Of course the word “surreal” comes to mind: One look at the flag-folded blue jeans against a backdrop of pink; or the proportions of the stage-diving, undressing cowgirl—and sure, you can certainly invoke that school of art. But the paintings feel more than surreal. Nor does the artist use the word surreal to describe his art, himself. Instead, he views his work as documentation of an “America Land”—not America, that’s an important distinction, but a metaphorical space, an unbound "land" or the very dream of a land that’s being qualified or possessed by America itself: There's this flowing, invisible world between "two riverbanks on either side of one Mississippi River," as the artist puts it in his statement, which I interpret as different states of mind that, by definition, never touch, aren't even contiguous like the states, but which are also definitively held together by the very change that separates them.

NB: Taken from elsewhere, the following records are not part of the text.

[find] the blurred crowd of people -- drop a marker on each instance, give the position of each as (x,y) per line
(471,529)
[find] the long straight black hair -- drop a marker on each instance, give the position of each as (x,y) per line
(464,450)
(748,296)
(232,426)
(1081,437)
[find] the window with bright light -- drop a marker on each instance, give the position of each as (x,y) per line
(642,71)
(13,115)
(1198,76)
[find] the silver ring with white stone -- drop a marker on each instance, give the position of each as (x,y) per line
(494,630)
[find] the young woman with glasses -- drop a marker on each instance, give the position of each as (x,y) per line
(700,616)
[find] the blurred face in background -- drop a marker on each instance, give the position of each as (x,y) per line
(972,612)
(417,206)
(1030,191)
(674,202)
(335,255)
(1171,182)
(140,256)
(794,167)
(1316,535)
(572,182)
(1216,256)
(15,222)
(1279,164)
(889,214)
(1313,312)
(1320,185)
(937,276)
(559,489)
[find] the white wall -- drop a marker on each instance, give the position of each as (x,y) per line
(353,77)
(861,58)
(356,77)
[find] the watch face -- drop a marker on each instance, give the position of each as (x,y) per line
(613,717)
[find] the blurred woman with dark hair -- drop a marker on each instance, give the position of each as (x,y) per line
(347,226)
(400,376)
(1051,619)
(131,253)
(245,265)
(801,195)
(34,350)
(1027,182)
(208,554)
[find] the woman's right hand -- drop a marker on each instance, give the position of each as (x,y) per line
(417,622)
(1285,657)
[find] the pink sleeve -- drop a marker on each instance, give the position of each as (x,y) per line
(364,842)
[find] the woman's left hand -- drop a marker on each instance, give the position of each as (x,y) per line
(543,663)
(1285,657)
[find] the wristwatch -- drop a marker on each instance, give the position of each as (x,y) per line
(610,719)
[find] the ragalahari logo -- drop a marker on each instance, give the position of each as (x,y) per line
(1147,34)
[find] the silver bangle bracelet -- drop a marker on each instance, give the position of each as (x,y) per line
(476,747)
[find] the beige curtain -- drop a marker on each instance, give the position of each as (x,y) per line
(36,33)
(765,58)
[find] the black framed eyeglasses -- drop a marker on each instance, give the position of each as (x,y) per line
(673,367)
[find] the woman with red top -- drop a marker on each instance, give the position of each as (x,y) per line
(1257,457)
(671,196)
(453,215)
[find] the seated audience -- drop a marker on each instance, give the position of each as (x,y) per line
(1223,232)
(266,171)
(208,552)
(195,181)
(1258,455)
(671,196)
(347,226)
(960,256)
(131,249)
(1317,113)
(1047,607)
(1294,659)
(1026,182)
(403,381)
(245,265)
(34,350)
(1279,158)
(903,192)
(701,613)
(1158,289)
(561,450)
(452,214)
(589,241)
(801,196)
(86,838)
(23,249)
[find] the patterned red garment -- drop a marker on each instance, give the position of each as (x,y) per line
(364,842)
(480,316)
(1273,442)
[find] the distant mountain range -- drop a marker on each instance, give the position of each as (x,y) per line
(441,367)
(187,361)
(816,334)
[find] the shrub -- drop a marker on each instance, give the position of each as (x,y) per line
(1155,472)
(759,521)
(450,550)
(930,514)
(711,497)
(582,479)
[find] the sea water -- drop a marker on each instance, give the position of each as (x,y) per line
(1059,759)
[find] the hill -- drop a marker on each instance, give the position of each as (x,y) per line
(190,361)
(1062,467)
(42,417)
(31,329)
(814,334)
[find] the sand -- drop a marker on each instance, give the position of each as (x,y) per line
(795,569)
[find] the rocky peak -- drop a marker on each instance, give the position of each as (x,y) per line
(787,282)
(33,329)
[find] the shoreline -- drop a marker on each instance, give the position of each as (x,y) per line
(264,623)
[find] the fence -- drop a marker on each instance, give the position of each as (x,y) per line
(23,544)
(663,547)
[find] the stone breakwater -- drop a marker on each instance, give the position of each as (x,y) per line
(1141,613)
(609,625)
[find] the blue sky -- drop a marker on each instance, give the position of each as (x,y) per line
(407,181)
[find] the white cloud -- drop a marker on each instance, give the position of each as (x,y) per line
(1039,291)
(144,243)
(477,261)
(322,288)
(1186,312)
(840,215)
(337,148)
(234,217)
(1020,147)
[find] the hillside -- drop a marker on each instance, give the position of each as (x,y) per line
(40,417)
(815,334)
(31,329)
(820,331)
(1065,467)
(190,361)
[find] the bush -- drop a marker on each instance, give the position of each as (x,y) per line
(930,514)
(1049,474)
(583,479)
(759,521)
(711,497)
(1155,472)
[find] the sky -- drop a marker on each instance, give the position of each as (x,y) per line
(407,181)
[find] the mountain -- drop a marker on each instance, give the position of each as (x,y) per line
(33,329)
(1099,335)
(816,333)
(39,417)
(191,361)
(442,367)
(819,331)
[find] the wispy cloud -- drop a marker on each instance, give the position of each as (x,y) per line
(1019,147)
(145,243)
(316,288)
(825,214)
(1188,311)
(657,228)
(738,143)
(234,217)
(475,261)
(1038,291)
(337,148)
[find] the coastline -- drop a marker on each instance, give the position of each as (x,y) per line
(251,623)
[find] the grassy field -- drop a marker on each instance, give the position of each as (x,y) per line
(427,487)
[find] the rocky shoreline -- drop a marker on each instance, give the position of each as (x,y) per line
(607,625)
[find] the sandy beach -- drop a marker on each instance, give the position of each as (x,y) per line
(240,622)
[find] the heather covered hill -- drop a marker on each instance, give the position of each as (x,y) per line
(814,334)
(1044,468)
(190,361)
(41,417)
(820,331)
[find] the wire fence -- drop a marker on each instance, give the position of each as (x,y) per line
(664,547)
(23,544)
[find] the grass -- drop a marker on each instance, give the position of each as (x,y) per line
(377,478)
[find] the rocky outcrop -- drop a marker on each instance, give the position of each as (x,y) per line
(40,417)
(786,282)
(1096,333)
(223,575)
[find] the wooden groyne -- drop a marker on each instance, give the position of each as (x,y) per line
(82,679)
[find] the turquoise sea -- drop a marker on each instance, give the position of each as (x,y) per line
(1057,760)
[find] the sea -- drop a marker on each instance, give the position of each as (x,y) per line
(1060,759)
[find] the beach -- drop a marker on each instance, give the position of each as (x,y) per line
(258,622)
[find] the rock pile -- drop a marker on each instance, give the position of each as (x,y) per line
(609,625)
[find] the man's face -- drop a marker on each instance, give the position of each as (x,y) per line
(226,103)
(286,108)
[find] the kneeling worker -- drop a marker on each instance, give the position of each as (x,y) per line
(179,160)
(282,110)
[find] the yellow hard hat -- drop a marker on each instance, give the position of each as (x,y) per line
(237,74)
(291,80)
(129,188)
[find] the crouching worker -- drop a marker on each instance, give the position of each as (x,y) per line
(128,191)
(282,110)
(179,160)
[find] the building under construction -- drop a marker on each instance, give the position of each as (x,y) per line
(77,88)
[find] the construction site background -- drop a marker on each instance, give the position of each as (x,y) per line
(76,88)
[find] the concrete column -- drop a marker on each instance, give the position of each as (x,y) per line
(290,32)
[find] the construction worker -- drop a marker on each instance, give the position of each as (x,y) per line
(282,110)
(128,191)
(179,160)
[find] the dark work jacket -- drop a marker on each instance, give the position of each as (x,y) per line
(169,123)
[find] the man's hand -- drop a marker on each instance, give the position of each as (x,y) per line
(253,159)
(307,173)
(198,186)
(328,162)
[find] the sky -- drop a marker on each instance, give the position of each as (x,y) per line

And what could be more American than that?
The word “documentation” is critical, too, not just because of the artistic referent it provides, but because it illustrates that rich tension between definition (thesis) and narration (antithesis), another very American theme, which Nakamura’s art deftly embodies. This the meta metaphor come to life: Here’s a man studying the inside of his hat while the world around him waits, burns, blooms, stands blankly or spins mechanically for attention. While over here, a warped cowgirl stage dives (flies away?), shedding her clothes like some chrysalis. And then there’s the family on the lawn, leisurely soaking up the day, relaxing each in their own ways; but how could they relax, you wonder, given how utterly bizarre everything is around them—how odd they are themselves, and to each other? And to us?
What does all this mean?, you might ask. How does all this difference “fit” together? Well, I’m sure I don’t know. Maybe we're not supposed to know, totally, only guess from one moment to the next. That’s a little thrilling, isn’t it?
And so, I'm equally thrilled to feature Hiroyuki Nakamura’s art in Issue #3 of Jam Tarts. I find his paintings exciting and troubling, not unlike living in America itself. At least, that’s my take; I hope you find your own reasons for enjoying his work, too.